Generalized oscillator strengths for the(1s22s2)S1→(1s22s2p)P1transition in some Be-like ions

Abstract

Generalized oscillator strengths $f\left(K\right)\mathrm{}$ have been calculated for the $\left(1\mathrm{}{s}^{2}2s^2\right){}_{}{}^1{}_{}{}^{}S\to \left(1\mathrm{}{s}^{2}2s2p\right){}_{}{}^1{}_{}{}^{}P$ transition of the Be-like ions when $Z=4-8\mathrm{}$. A "length" formula and two versions of a "velocity" formula for $f\left(K\right)\mathrm{}$ were used in each instance. For each ion, $K$- and $L$-intrashell pair correlation functions were included in the description of the ground-state wave function, and the $K$-shell pair function was also introduced into the excited state. The pair functions were determined after the general manner proposed by Sinanoğlu. For $K=0\mathrm{}$, $f\left(K\right)\mathrm{}$ is equivalent to the optical oscillator strength and our results can therefore be compared with several other theoretical values and with experiment.
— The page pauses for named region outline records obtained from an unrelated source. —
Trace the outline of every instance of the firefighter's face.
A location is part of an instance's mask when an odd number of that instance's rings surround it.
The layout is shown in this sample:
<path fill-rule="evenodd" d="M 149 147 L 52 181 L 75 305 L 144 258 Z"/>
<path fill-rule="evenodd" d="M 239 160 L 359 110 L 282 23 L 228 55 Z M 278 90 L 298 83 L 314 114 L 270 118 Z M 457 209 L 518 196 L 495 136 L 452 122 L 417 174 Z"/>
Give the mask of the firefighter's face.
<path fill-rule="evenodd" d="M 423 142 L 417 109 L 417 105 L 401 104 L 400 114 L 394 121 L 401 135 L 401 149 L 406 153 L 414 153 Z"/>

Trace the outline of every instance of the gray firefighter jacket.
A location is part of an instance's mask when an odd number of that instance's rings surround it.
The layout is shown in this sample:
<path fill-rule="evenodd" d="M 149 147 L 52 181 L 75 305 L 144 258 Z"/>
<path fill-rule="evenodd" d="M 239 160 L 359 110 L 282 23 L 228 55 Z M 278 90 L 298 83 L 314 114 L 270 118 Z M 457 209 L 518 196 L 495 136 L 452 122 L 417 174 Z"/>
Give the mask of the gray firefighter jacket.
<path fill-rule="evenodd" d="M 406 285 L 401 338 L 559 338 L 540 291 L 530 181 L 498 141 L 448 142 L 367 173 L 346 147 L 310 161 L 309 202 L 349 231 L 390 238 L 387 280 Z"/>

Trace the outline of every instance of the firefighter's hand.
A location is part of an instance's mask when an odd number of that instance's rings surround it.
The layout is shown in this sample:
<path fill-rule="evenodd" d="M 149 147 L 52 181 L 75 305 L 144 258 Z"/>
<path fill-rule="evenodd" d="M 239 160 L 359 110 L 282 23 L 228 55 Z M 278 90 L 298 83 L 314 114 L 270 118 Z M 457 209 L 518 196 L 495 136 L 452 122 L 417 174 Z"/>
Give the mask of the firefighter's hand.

The excellent agreement of our $f\left(0\right)\mathrm{}$ values when compared with experiment, coupled with the high degree of consistency amongst the $f\left(K\right)\mathrm{}$ values when evaluated, in turn, from the three formulations mentioned above, suggests that our correlated results should possess considerable reliability, particularly at the lower end of the $Z$ range. The sensitivity of the $f\left(K\right)\mathrm{}$ values to the presence of electron correlation effects has been examined by repeating the calculations using Hartree-Fock descriptions for both the ground and excited states. Comparison between our correlated and noncorrelated results revealed that the presence of the pair functions was indispensable in order to achieve agreement between $f\left(K\right)\mathrm{}$ values derived from the "length" and "velocity" formulations. For Be, the $f\left(K\right)\mathrm{}$ values were used to obtain total inelastic scattering cross sections, within the first Born approximation, for both proton and electron impact. Although our allowance for electron correlation produced significant changes in the "length"-based cross sections, "velocity" values proved to be considerably less sensitive over a large energy range for both types of projectile.